Dejamos los Lam en el sitio elegido notando que Villegas sonreía por nuestra
puerilidad. Su felino consentido —y quizá su interlocutor más perfecto— contemplaba
la luna llena de febrero, y entonces sentimos las vibraciones luminosas del senderito
de piedra que nos condujo a la salida.
(Entrevista realizada para la Revista Común Presencia No. 18, Bogotá 2006)
NUEVA DOCTRINA DE LA PINTURA
Destaca Marta Traba nombres que ya han aparecido en este texto: Alejandro
Obregón, Eduardo Ramírez Villamizar, Edgar Negret, Guillermo Wiedemann y
Armando Villegas —entre otros. Y, sin duda, por la persistencia y pasión con que
Traba defenderá y analizará las obras de Fernando Botero o Enrique Grau es de
suponer que también estos artistas son parte de ese "batallón" que "libra la batalla de
la pintura". Es decir: la nueva pintura colombiana, oscilando ya entre la figuración
antinaturalista y la abstracción, en todos sus grados de expresión.

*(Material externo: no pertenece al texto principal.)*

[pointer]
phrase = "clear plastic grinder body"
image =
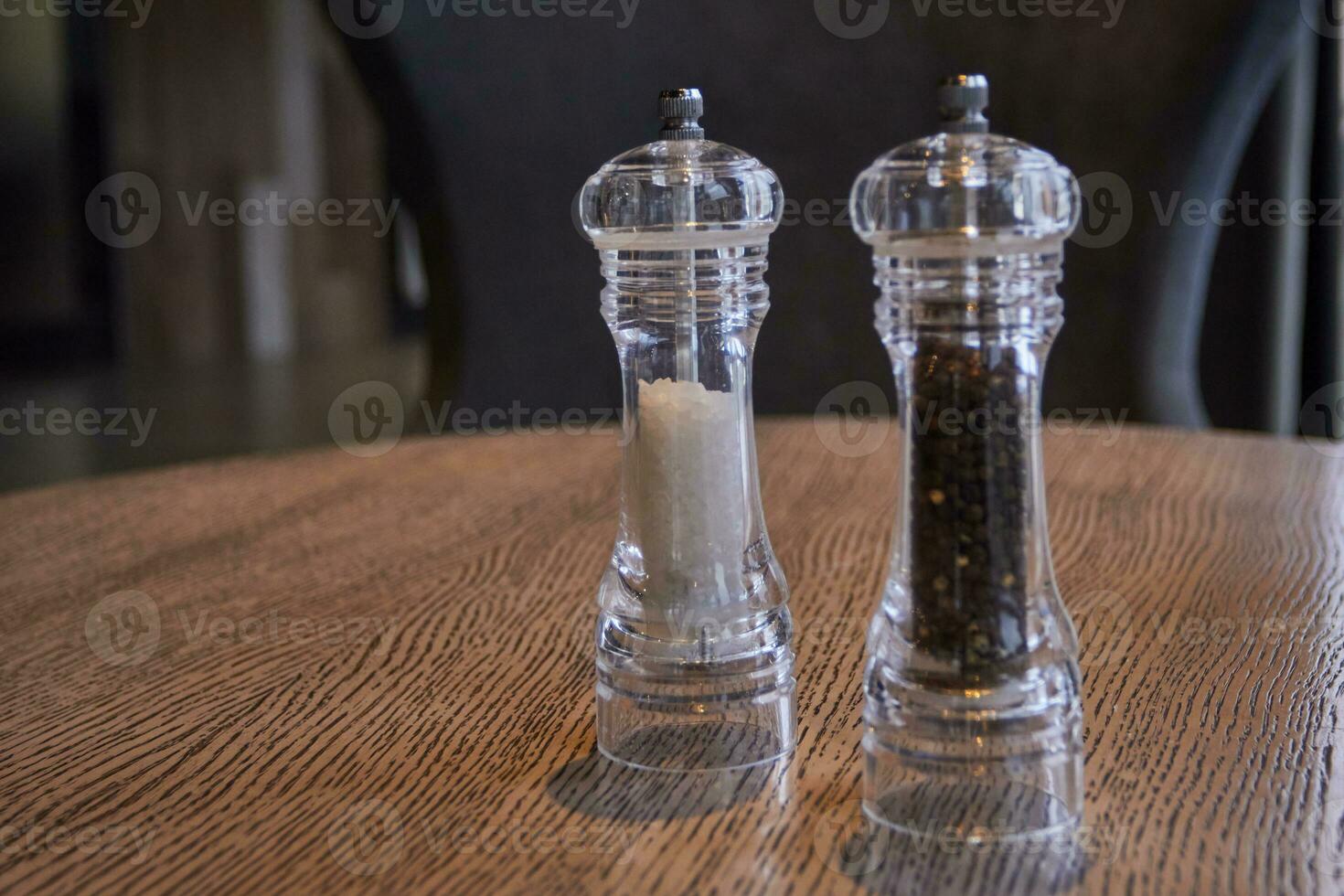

El año de 1959 no es sólo el cierre de una década. En el caso de Villegas, a seis años
de su primera muestra individual, significa la consolidación de un estilo personal,
reconocible en sus signos, diverso por lo auténtico, imprevisible por las puertas
entreabiertas o entornadas construidas en el interior mismo de sus obras.
Veremos allí las obras de Judith Márquez, Ramírez Villamizar, Miguel Ángel Torres,
Manuel Hernández, David Manzur, Luis Fernando Robles, Cecilia Porras de Child,
Luciano Jaramillo, Enrique Carrizosa y Samuel Montealegre, todas ellas pugnando por
alcanzar un equilibrio (o decidiéndose radicalmente, como en Ramírez Villamizar)
entre el arte figurativo y el arte abstracto. Sólo las obras de Lucía Uribe y Margarita
Lozano (retrato y paisaje con gallos, respectivamente), parecen ancladas en el
equilibrio tradicional.
A falta de otro adjetivo, Botero perfeccionará su estilo hasta los límites peligrosos del
manierismo. Estaba creando un universo propio, yendo y viniendo de la tradición
clásica italiana a la propuesta menos ortodoxa de la figuración moderna.
La obra de Villegas, en cambio, estaba en una zona opuesta. Obra abstracta, cuya
procedencia cubista es inocultable, da la impresión de levantarse hacia el espacio
superior con los efectos de construcciones geométricas perfiladas verticalmente como
agujas o torres góticas. La figuración ha desaparecido "casi" del todo. Son las formas,
imbricadas en aquel conjunto de colores que estallan o se difuminan, resaltan o se
empalidecen, los elementos constitutivos de una pieza que podía haber dado pie a
esta nueva "querella de antiguos y modernos". El límite o medida del cuadro es sólo
una convención en un lienzo que podría reventar hacia dimensiones mayores. No hay
anécdota (sí existe en la pieza de Botero) ni referencia alguna al mundo exterior:
aquello que se pinta es aquello que se imagina en el proceso de la composición; la
unidad se alcanza por la conjunción de formas y colores. Es una realidad —otra— por
decirlo en términos de Michel Tapié.
Al hacer un drástico balance de las artes plásticas colombianas en 1958, Marta Traba
señalaba aciertos, balbuceos y vacilaciones. Al afirmar que las incursiones en el
abstraccionismo "son verdaderamente lamentables" y "pobres" las de la figuración,
salva, no obstante, las obras de Villegas y Wiedemann, a quienes les atribuye el
sostenimiento de una calidad ya reconocida en años anteriores.